Im Hosentaschenformat gibt’s ein ausgewachsenes Firewire-Interface. Das kleine Kästchen von Edirol hat es ganz schön in sich und anfassen ist ausdrücklich erlaubt.
Das FA-66 von Edirol ist ein externes Audio-Interface, ausgestattet mit sechs Ein- und Ausgängen und zwei Firewire-Anschlüssen zur digitalen Kommunikation. 419 Euro scheinen für dieses kleine Tischgerät auf den ersten Blick ein wenig hoch zu sein. Aber es hat seine Qualitäten.
Das Konzept des FA-66 ist offensichtlich: Die händische Bedienung, sprich das Herumschrauben am Gerät, steht hier im Vordergrund. Denn 99,9 Prozent aller Einstellmöglichkeiten erfolgen an der Hardware. PC-Anwender müssen zwar den üblichen Treiber per CD installieren. Aber danach hat der Anwender seine Ruhe. Lediglich Einstellungen des Sample-Buffers sind logischerweise nur im Computer möglich. Ansonsten arbeitet das rote Kistchen völlig autark. Das dürfte alle diejenigen erfreuen, die stets die Arbeit mit dem Computer nur zähneknirschend als Zugeständnis an moderne Produktionsverfahren akzeptieren.
Mehr noch, bietet das FA-66 die Möglichkeit, sich entweder über das im Lieferumfang enthaltene Netzgerät oder davon unabhängig über das Firewire-Kabel mit Strom zu versorgen. Ein eindeutiger Wink mit dem Zaunpfahl für Musiker, die unterwegs von der Muse geküsst werden und im Verbund mit einem Laptop so ihre Ideen festhalten können.
Das stabile Metall-Gehäuse unterstreicht diesen Aspekt. Stöße und Kratzer dürfte das FA-66 im mobilen Einsatz locker wegstecken, was auch im Studio gern gesehen wird.

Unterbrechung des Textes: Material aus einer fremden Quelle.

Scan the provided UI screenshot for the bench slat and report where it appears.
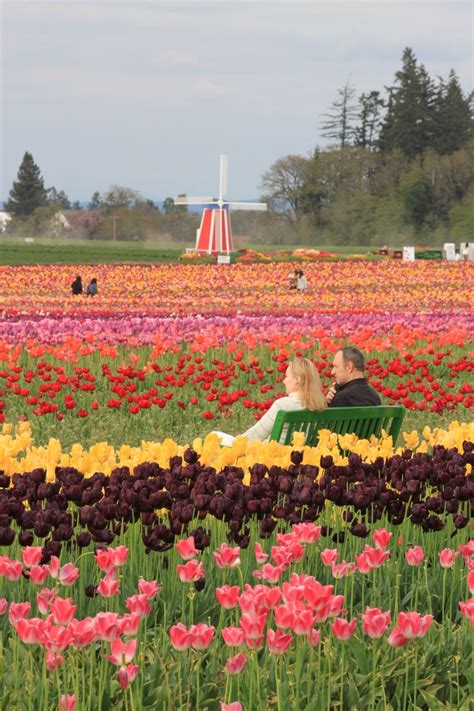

Zwei Combo-Buchsen (XLR und Klinke symmetrisch) frontseitig, zwei Cinch-Buchsen und ein optischer Digitaleingang rückseitig finden sich als Eingänge. Ausgangsseitig präsentiert sich das FA-66 mit vier symmetrischen Klinkenbuchsen und einem optischen Digitalausgang. Zwei MIDI-Anschlüsse, eine vier- und eine sechs-polige Firewire-Buchse, sowie eine für das externe Netzgerät und der obligatorische Kopfhöreranschluss runden das Bild ab. Damit ist es scheinbar gerüstet, um eine breite Palette an Anforderungen souverän erfüllen zu können. Aber wie so oft im Leben gibt es zwei Seiten der Medaille:
Positiv fallen die im Lieferumfang enthaltenen Eisen-Ferrit-Kern-Gehäuse auf, die als zusätzliche Filter an den Firewire-Kabeln befestigt, Einstreuungen von außen minimieren sollen. Man kennt diese Teile von Computer Monitor-Kabeln her. Dies ist ein deutliches Plus in Sachen Sound-Optimierung. Zudem präsentiert das Audio-Interface auf der Rückseite einen Erdungsanschluss, der sich jedoch als überfürsorglich herausstellt. Im Test zeigt sich das FA-66 ohne jede Brumm-Einstreuungen – ob mit oder ohne Filter.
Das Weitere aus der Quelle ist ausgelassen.